Mientras en Cuba la gente pelea con apagones y escasez, en el Caribe se movían fichas en silencio. Funcionarios estadounidenses vinculados al secretario de Estado Marco Rubio sostuvieron un encuentro discreto con Raúl Guillermo Rodríguez Castro, el nieto de Raúl Castro, al margen de la cumbre de CARICOM.

La reunión, según fuentes citadas por el Miami Herald, se habría realizado en un hotel cercano a la sede de la 50ª Conferencia de Jefes de Gobierno de la Comunidad del Caribe. Nada oficial, nada anunciado. Diplomacia de pasillo, pero con peso.

Rodríguez Castro, conocido en la isla como “El Cangrejo”, habría llegado a Saint Kitts acompañado por un funcionario de protocolo y se marchó el mismo día. Movimiento rápido. Sin fotos. Sin declaraciones. Como quien no quiere que lo vean.

Aunque no se ha confirmado si Rubio estuvo cara a cara en la conversación, el simple hecho de que su equipo dialogara con el hombre más cercano a Raúl Castro envía un mensaje claro: Washington lo ve como pieza clave dentro del engranaje real del poder en Cuba.

Y eso no es poca cosa.

“El Cangrejo” no ocupa oficialmente ningún ministerio ni secretaría del Partido Comunista, pero en La Habana nadie duda de su influencia. Es considerado el hombre de confianza de Raúl Castro y se le vincula con la supervisión de GAESA, el conglomerado militar que controla buena parte de la economía cubana. O sea, donde está el dinero, ahí está la sombra.

Según las fuentes, el eje de la conversación habría girado en torno a un posible alivio progresivo de sanciones, condicionado a cambios económicos graduales por parte del régimen. Reformas “mes a mes”, dicen. Pero sin acuerdo cerrado todavía.

Un diplomático caribeño comentó que Rubio habría insinuado en privado que las negociaciones con La Habana están bastante avanzadas. Eso sí, dejó claro que Washington no quiere convertirse en salvavidas del sistema cubano.

En paralelo, líderes regionales también entraron en la ecuación.
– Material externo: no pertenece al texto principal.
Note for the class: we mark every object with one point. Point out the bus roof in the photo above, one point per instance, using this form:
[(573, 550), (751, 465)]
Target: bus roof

El presidente de Guyana mencionó la posibilidad de que CARICOM participe en un marco regional que acompañe una eventual transición en Cuba. Mientras tanto, el primer ministro de Jamaica habló de promover estabilidad mediante diálogo.

En público, Rubio evitó confirmar los contactos. Se limitó a decir que no comentaría conversaciones específicas, aunque dejó la puerta abierta a escuchar propuestas de cambio por parte de cualquier funcionario cubano.

También reiteró algo que en Cuba ya no es secreto: la economía está en estado crítico. Habló de una crisis grave y sostuvo que Estados Unidos respaldaría reformas profundas que abran espacio a la libertad económica y, eventualmente, política. Subrayó además el potencial del sector privado cubano como actor de transformación.

Todo esto ocurrió el mismo día en que trascendió el enfrentamiento armado entre una lancha procedente de Florida y un buque guardacostas cubano, con saldo de cuatro muertos. Rubio calificó el hecho como inusual y anunció que Washington investigará por su cuenta.

El episodio coincidió además con el aniversario del derribo de las avionetas de Hermanos al Rescate en 1996, un evento que en su momento congeló el diálogo bilateral y endureció el embargo.

No pocos analistas advierten que incidentes como este pueden ser utilizados tanto por sectores duros en La Habana como en Miami para dinamitar cualquier acercamiento.

Lo que sí queda claro es que, mientras el discurso oficial mantiene el tono combativo, los canales de comunicación entre Washington y el círculo más cercano del poder cubano siguen activos.